Dean Baker in The Guardian:

Drugs are cheap. There are few drugs that would sell for more than $5-$10 a prescription in a free market. However, many drugs in the United States sell for hundreds of dollars per prescription and, sometimes, several thousand dollars per prescription. There is a simple reason for this fact: government-granted patent monopolies.

The government gives patent monopolies to provide an incentive for drug companies to carry through research. This is an incredibly backward and inefficient way to pay for research. It leaves us paying huge amounts of money for cheap drugs. It also often leads to bad medicine.

We can do better - and Senator Bernie Sanders has proposed a way. He has introduced a bill to create a prize fund that would buy up patents, so that drugs could then be sold at a free market price. Sanders's bill would appropriate 0.55% of GDP (about $80bn a year, with the economy's current size) for buying up patents, which would then be placed in the public domain so that any manufacturer could use them at no cost.

This money would come from a tax on public and private insurers.

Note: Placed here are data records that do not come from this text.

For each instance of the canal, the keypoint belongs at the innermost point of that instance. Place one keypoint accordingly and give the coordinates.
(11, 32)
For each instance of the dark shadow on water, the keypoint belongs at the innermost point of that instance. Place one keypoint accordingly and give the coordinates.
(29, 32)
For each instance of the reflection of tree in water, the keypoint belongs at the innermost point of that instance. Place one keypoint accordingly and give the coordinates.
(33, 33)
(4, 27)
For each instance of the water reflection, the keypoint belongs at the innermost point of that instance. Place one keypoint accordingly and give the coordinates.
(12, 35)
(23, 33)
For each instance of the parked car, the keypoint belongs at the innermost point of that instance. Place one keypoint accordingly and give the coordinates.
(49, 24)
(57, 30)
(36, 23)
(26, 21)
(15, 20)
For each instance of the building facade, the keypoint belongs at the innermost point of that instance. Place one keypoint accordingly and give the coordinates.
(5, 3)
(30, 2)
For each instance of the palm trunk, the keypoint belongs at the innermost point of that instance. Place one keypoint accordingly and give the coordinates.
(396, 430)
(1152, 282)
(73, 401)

The savings from lower-cost drugs would immediately repay more than 100% of the tax.

SNIP

The Sanders prize fund bill would go far towards eliminating the problems that pervade the drug industry. First, it would end the nonsense around getting insurers or the government to pay for drugs. If drugs cost $5-$10 per prescription, there would be no big issues about who pays for drugs. This would eliminate the need for the paperwork and the bureaucracy that the insurance industry has created to contain its drug payments.

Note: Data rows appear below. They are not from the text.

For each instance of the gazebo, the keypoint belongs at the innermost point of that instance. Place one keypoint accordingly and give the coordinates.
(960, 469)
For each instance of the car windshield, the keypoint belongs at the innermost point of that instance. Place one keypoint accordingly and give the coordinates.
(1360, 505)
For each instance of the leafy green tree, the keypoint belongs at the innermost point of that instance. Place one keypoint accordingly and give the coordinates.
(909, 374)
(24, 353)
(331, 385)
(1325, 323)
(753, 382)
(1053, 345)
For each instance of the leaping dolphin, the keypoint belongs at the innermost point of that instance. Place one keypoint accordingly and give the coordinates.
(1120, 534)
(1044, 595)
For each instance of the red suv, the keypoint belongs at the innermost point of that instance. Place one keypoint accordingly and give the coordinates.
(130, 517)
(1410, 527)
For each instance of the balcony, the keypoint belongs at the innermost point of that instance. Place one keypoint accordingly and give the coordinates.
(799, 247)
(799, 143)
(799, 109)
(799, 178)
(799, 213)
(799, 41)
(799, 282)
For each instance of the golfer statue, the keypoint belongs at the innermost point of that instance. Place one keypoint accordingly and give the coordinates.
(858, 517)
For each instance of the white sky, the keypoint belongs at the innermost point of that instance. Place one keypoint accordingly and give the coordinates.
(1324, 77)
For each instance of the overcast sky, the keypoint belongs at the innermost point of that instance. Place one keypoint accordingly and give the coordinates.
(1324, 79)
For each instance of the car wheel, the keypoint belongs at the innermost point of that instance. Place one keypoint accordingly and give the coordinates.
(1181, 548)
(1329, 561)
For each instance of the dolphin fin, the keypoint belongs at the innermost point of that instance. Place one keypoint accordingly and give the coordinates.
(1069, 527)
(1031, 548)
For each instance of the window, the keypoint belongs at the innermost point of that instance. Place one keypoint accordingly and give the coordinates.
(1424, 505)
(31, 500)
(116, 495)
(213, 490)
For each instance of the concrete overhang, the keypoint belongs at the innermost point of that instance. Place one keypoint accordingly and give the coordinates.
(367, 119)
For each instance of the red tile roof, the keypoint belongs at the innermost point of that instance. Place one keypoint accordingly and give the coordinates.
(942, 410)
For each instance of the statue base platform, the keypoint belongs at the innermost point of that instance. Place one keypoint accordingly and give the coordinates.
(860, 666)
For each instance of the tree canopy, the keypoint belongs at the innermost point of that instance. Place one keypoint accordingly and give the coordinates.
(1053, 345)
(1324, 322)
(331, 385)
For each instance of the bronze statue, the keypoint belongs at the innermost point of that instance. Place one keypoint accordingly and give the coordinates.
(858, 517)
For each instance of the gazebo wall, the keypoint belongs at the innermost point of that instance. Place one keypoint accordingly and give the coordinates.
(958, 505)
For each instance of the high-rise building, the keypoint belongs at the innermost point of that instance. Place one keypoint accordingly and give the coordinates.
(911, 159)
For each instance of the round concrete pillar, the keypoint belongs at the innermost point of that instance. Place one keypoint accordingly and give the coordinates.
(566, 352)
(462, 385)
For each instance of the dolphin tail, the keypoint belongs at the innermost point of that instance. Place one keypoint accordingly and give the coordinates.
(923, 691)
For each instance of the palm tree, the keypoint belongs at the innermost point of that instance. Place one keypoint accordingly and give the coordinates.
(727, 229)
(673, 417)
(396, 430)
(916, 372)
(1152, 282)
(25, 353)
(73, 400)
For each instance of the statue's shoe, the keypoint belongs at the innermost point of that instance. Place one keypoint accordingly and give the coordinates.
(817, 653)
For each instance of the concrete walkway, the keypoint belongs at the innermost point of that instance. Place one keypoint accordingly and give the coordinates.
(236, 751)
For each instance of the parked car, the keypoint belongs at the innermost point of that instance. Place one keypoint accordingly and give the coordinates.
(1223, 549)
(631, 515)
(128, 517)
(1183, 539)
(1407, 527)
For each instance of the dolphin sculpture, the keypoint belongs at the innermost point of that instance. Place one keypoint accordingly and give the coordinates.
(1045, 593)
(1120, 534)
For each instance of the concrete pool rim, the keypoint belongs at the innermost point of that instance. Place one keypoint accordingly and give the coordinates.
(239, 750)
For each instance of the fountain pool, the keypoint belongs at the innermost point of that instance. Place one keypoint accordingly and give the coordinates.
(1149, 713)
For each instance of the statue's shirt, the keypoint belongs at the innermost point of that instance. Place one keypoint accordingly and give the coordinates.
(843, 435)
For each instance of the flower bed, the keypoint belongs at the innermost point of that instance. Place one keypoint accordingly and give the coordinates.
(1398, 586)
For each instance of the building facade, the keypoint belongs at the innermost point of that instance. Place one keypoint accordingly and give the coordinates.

We would also end the phony moral dilemmas we create for ourselves with drug patents. Should Medicare pay $100,000 a year for a drug to treat a rare cancer in an otherwise healthy 80 year old? This dilemma becomes a quick no-brainer when the drug is available for $200 a year in the free market with no patent protection.

The Sanders prize fund could also put an end to many of the deceptive marketing practices that the industry now employs to push their drugs, overstating the benefits of their drugs and concealing potentially harmful side-effects. It is rare that a month goes by when there is not a scandal along these lines. If the drug companies no longer stood to gain billions in profits from such deceptive marketing, they wouldn't do it. It would also likely reduce much of the waste in the current research process. Drug companies often spend large sums developing copycat drugs that are of little medical value, but can allow them to get a portion of a competitor's patent rents.

SNIP

The Centres for Medicare and Medicaid Research project that we will spend almost $4tn on prescription drugs over the next decade. This is almost $10,000 for every man, woman and child in the country. It's long past time that we did some serious thinking to ensure that we are getting better value for this money. The Sanders prize fund bill is an important step in this direction.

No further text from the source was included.